The plot itself is relatively simple: Gus (Clint Eastwood), an baseball scout, is aging, so, at his boss (John Goodman)’s request, his daughter Mickey (Amy Adams) takes time off from her rapidly advancing career as some sort of high-powered lawyer on the verge of making partner. This main plot is probably intended to contrast Mickey’s drive to get ahead with Gus’s stubborn reliance on the good, old-fashioned way, but as the film progresses, it becomes clear that they are much more similar than different: both want to be good at what they do at the expense of everything else. While his rejection of computers is rendering him obsolete, her commitment to her job, including bringing along a key case on vacation, is supposed to fire her up, but it doesn’t. Although predictable, this storyline is emotionally satisfying, helped by the good chemistry between Adams and Eastwood. They are, in fact, so good at liking each other that, even when required, they cannot hate each other. Their second storyline, thankfully relegated below the first, is supposed to show that somewhere along the way, their relationship was damaged, but it falls flat, seeming too quickly resolved to have actually ever mattered; entirely unnecessary, it feels like filler. Intended to inject much-needed drama is a plot involving “trouble with the curve” that isn’t very dramatic. The perfunctory love story is acceptably effective though it receives almost no screen time. Of course, it ends happily and without ambivalence.

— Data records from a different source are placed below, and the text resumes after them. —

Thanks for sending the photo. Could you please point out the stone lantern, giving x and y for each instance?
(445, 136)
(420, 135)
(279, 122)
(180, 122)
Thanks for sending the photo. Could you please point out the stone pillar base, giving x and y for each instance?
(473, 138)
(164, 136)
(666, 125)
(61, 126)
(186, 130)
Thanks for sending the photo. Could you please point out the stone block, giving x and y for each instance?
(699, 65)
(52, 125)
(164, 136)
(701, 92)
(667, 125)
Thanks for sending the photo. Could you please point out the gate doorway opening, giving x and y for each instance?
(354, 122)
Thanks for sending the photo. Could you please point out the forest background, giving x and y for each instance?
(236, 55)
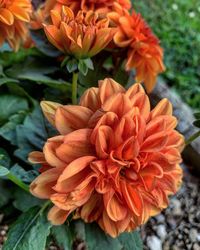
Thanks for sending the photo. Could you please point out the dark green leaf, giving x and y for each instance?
(197, 123)
(4, 158)
(197, 115)
(3, 171)
(9, 105)
(64, 236)
(24, 200)
(32, 134)
(5, 193)
(24, 176)
(8, 130)
(29, 232)
(131, 241)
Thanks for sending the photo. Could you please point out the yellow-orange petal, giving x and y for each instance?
(57, 216)
(108, 87)
(49, 110)
(6, 16)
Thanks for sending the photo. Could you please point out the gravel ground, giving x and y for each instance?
(176, 228)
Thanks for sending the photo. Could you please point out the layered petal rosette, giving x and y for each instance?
(14, 16)
(144, 52)
(115, 161)
(82, 36)
(101, 6)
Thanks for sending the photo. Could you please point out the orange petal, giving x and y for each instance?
(49, 110)
(76, 144)
(164, 107)
(6, 16)
(57, 216)
(132, 197)
(115, 208)
(50, 151)
(69, 118)
(90, 99)
(108, 87)
(36, 157)
(41, 187)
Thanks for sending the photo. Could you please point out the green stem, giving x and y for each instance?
(192, 138)
(74, 87)
(18, 182)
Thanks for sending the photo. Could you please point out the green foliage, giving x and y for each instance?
(29, 232)
(176, 23)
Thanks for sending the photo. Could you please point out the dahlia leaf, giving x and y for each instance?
(29, 232)
(31, 135)
(3, 171)
(63, 236)
(131, 241)
(10, 105)
(24, 200)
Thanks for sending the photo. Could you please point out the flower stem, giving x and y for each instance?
(74, 87)
(18, 182)
(192, 138)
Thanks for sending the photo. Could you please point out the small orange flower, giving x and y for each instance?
(115, 161)
(14, 14)
(144, 51)
(83, 35)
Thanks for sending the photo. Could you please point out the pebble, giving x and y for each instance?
(161, 232)
(154, 243)
(196, 247)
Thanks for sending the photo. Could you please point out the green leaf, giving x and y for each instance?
(10, 105)
(131, 241)
(197, 123)
(3, 171)
(29, 232)
(4, 158)
(72, 65)
(82, 66)
(24, 200)
(8, 130)
(63, 236)
(5, 193)
(24, 176)
(197, 115)
(32, 134)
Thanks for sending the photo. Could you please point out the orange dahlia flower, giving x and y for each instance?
(100, 6)
(115, 161)
(83, 35)
(14, 14)
(144, 51)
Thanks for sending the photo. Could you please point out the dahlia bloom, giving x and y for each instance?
(115, 161)
(144, 51)
(14, 16)
(82, 36)
(100, 6)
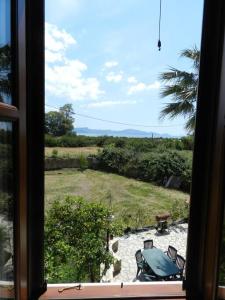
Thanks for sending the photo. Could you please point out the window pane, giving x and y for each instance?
(6, 208)
(222, 260)
(5, 52)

There isn’t any baseball in the mix: although it is considered a “sports drama,” it’s really just a straight drama with no need for baseball knowledge: in one scene, intended to be dramatic, a player gets out after only one strike, perhaps emblematic for the type of drama this film often employs: flatly unnecessary and blatantly false, it fails to tug heartstrings in the way that it might be trying to do so.  The actors never really give the film the kind of tension it would need to gain realism; the script is just good enough that it seems possible, but the casting choices are actually very good, so perhaps it simply isn’t.

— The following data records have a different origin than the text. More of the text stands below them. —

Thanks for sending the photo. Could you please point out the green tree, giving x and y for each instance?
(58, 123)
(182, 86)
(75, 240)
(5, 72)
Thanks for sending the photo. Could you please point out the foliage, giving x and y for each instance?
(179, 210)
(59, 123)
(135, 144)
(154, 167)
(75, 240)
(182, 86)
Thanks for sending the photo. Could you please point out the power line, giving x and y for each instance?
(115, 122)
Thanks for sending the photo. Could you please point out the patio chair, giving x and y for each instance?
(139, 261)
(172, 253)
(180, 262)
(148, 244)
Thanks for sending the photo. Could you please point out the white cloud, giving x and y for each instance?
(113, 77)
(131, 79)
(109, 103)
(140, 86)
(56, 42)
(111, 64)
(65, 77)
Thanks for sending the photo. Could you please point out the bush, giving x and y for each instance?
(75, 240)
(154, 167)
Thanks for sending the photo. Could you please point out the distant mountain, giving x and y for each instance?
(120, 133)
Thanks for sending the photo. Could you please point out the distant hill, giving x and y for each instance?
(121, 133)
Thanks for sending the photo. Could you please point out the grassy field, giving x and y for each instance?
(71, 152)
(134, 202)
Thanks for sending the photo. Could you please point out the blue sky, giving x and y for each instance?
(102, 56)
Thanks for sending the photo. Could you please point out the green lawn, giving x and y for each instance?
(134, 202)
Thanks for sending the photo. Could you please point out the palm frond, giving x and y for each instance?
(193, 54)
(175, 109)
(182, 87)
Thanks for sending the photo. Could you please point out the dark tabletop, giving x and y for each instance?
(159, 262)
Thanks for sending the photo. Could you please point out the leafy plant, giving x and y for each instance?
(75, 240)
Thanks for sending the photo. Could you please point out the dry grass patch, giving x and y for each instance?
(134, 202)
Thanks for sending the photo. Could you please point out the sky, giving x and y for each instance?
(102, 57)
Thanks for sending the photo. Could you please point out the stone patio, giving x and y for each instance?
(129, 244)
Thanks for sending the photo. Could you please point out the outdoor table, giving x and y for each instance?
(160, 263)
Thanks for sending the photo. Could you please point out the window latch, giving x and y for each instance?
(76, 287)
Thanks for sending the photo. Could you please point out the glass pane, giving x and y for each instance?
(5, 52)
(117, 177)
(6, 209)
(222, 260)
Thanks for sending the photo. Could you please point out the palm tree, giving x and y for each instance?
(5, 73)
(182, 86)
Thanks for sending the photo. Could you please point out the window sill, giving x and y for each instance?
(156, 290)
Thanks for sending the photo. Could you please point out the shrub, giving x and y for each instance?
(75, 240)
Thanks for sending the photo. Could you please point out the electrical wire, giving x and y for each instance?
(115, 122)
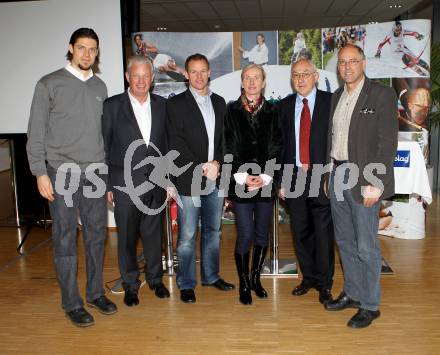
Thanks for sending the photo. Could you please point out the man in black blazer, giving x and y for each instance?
(361, 145)
(195, 130)
(133, 125)
(310, 214)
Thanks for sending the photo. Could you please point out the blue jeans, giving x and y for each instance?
(209, 208)
(93, 213)
(356, 228)
(253, 220)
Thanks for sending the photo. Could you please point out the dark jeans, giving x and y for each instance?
(253, 221)
(93, 213)
(209, 208)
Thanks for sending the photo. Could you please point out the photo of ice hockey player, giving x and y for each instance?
(335, 38)
(397, 41)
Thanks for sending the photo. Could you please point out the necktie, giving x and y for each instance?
(304, 135)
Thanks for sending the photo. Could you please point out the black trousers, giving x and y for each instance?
(132, 223)
(313, 238)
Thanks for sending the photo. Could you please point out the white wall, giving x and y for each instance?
(34, 36)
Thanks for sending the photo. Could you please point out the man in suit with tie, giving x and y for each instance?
(195, 130)
(362, 140)
(137, 116)
(304, 117)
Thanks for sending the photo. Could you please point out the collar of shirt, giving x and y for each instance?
(356, 90)
(200, 99)
(75, 72)
(311, 98)
(136, 102)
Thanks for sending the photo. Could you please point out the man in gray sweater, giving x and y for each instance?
(66, 154)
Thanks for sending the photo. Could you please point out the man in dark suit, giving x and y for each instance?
(362, 139)
(195, 129)
(133, 124)
(304, 117)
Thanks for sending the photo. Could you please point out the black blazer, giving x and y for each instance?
(372, 136)
(318, 130)
(187, 135)
(252, 140)
(120, 129)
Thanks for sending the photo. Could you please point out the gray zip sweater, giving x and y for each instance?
(65, 122)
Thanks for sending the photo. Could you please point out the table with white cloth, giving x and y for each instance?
(404, 216)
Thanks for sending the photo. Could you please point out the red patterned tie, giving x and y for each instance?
(304, 135)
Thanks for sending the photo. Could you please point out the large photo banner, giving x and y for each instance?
(397, 54)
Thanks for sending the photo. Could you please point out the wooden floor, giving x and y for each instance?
(33, 322)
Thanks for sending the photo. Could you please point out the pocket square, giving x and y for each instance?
(368, 111)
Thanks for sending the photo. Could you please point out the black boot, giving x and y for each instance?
(242, 263)
(257, 264)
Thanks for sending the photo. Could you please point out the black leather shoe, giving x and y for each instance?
(302, 289)
(325, 295)
(80, 317)
(160, 290)
(103, 305)
(222, 285)
(130, 298)
(363, 318)
(342, 302)
(188, 296)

The film has two different photographic filters, the first a cool, light grey, used for every scene remotely involving business, and the second, a slight warm brown tinge for everything else. Though not terribly distracting, the distinction seems a bit unnecessary when considering how often the two mix.

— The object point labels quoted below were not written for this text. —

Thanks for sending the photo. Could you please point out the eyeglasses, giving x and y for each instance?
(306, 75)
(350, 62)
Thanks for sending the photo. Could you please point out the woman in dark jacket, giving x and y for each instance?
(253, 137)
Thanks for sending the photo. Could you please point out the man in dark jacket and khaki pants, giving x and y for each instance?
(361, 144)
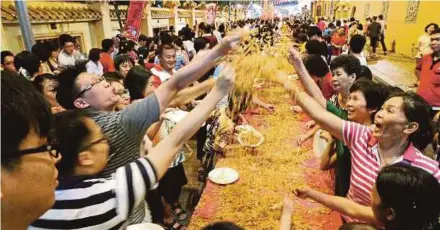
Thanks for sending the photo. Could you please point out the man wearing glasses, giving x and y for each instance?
(126, 129)
(28, 173)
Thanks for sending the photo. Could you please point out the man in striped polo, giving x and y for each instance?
(125, 129)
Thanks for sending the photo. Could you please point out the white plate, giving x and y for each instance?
(243, 128)
(145, 226)
(223, 175)
(319, 144)
(241, 141)
(175, 115)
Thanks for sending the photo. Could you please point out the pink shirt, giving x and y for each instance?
(365, 162)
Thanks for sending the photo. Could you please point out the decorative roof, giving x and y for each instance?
(49, 14)
(200, 14)
(161, 14)
(183, 14)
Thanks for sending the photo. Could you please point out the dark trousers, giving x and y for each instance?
(382, 42)
(374, 41)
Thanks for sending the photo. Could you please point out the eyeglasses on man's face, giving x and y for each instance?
(90, 86)
(51, 149)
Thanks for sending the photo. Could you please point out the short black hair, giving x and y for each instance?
(163, 47)
(316, 66)
(67, 87)
(136, 81)
(27, 61)
(113, 76)
(200, 44)
(357, 43)
(366, 73)
(316, 47)
(416, 203)
(106, 44)
(222, 225)
(65, 38)
(431, 24)
(436, 31)
(375, 94)
(5, 54)
(314, 30)
(123, 58)
(71, 134)
(349, 63)
(417, 109)
(94, 54)
(39, 80)
(23, 109)
(41, 50)
(142, 37)
(126, 46)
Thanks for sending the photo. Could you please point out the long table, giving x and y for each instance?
(267, 173)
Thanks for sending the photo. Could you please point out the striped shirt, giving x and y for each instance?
(365, 163)
(99, 203)
(125, 130)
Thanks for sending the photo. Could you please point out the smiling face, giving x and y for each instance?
(390, 121)
(435, 42)
(341, 81)
(124, 68)
(101, 96)
(28, 190)
(168, 59)
(357, 108)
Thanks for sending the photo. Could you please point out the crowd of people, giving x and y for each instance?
(114, 160)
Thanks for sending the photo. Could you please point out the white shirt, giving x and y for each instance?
(189, 46)
(94, 68)
(217, 35)
(65, 59)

The use of filters is not the only trend to which Trouble with the Curve has succumbed. It also features the shaky, “documentary-style” camerawork ubiquitous to contemporary films. Although the effect is intended to connote realism, submerging the viewer further into the film, it really does the opposite. By shaking the image, it becomes clear that we are, in fact, watching a film projected on a screen: real life doesn’t twitch. Of course, the complaint is not exclusive to this film, but distracting nonetheless.

The most disappointing frame of the whole film, though, comes right at the end, with no time left to redeem itself. Close to a perfectly photographic finish, a car drives by in the background, ruining the finish.

Overall, Trouble with the Curve is an enjoyable though forgettable film, not terribly original, written and directed without much distinctive style, in which the actors do well with what they are given, which isn’t much.